Phentolamine is a nonselective alpha-adrenergic antagonist that has been studied for monotherapy. An ophthalmic solution of 1% phentolamine mesylate could decrease pupil diameter and create pinhole effect. The results from a phase 2b study by Pepose et al., using this drug once daily in the evening for 14 days, compared with placebo, showed that patients in the treatment group had at least 1-line improvement in DCNVA at day 15. There was no difference in conjunctival hyperemia between both treatment and placebo groups
[36].
For the combination of a miotic agent with another miotic agent or other agents, the aim is either to gain addition effect between each drug or to reduce the side effects from the miotic agent.

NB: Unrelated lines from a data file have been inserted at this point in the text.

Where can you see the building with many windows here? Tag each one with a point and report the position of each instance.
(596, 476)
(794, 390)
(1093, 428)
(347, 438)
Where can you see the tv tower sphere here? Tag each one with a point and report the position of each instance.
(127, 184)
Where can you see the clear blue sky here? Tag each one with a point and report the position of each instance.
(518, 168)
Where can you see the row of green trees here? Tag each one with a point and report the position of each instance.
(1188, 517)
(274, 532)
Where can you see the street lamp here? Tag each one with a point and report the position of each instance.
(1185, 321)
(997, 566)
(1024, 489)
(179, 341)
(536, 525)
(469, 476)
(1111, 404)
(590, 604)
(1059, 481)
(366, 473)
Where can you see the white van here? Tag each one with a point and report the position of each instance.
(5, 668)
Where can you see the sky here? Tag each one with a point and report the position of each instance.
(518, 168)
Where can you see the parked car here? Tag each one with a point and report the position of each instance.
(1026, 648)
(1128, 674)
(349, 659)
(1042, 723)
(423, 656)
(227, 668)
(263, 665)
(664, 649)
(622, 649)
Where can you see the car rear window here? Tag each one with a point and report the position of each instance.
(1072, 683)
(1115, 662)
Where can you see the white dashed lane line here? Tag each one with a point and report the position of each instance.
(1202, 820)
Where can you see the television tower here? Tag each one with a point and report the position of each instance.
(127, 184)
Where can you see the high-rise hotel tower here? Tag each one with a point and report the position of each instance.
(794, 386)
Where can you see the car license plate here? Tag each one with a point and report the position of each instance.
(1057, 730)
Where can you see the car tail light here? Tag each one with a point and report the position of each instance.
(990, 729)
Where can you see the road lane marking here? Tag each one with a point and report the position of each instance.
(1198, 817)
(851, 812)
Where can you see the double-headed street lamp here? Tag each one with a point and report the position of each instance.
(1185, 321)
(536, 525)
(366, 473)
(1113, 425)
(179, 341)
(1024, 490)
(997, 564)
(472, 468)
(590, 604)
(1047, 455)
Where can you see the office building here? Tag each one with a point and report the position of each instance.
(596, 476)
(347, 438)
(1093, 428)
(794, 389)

There are several studies evaluating pilocarpine in combination with anti-inflammatory agents or vasoconstrictive agents to minimize adverse events of conjunctival injection or ocular inflammation that may be induced by pilocarpine. An ongoing randomized controlled study has been initiated to compare between monotherapy of miotic agents and the combination of two miotic agents. There were four treatment groups for the comparison in this study: phentolamine and pilocarpine, phentolamine alone, pilocarpine alone and placebo, DCNVA in these treatment groups were compared at baseline and at 6 h
[25].
2.2. Lens Softeners
Loss of lens elasticity is associated with advanced age and presbyopia. This may be related to an increase in disulfide bonds formation in the collagen of aging lens, possibly due to oxidative stress
[37]. Inducing miosis might be an effective mechanism for treatment of presbyopia by creating a pinhole effect but it might not address the etiology of this condition. Lens softening, on the other hand, might be an agent that could make a change at its pathophysiology.
There was in vitro evidence showing that lipoic acid, an antioxidant, could reduce disulfide bonds in the lens protein, and thus increase lens elasticity
[37]. However, lipoic acid alone as an eye drop had limited ocular penetration because of its lipid solubility
[38]. Bonding lipoic acid with choline allows the drug to better penetrate into the aqueous humor
[39].
In a study by Korenfeld et al., 1.5% lipoic acid choline ester ophthalmic solution (UNR844) was compared with placebo for DCNVA and adverse events. The inclusion criteria
of this study were patients with presbyopia aged 45–55 years, monocular DCNVA worse than 20/40 in each eye, best-corrected distance visual acuity of 20/20 or better, and manifested spherical equivalent between −4.00 to +4.00 D. From a total of 75 patients enrolled, they were randomized into the treatment group and the placebo group with 2:1 ratio, resulting in 50 patients in the former and 25 patients in the latter. The mean age of the treatment group and the placebo group was 50.1 ± 3.2 and 51.4 ± 3.0, respectively; 70.67% of patients were Caucasians
[39].
The treatment group were given 1.5% lipoic acid choline ester ophthalmic solution unilaterally in their nondominant eye twice daily on day 1–7, and then given bilaterally twice daily on day 8–91. There was significantly improved in DCNVA from baseline in the treatment group compared with the placebo group over the course of 91 days (0.198 vs. 0.099 LogMAR VA units). Moreover, about a third of the patients with 1.5% lipoic acid had a sustained bilateral improvement of at least 1-line DCNVA at day 301. In terms of adverse events, the most common was eye irritation at 6%. Patients also reported asthenopia, eye pruritus, and foreign body sensation. For ocular safety, there were no clinical changes in non-dilated pupil diameter, ocular comfort, intraocular pressure (IOP), distance vision, or other ocular findings in the treated eyes
[39].
3. Conclusions
With the recent U.S. FDA approval of 1.25% pilocarpine for treatment of presbyopia, this agent is becoming an alternative option for those in the US who may not want to wear spectacles for near tasks. It is possible that this agent may be approved in other countries and more patients may be able to access this agent in the future. This would give an opportunity to investigate on safety and efficacy of this agent in the real world, particularly for long-term use, which is essential.
Pharmacological treatment of presbyopia is, without a doubt, one of the promising fields in research in ophthalmology since all people who are more than 45 years old will have this condition eventually.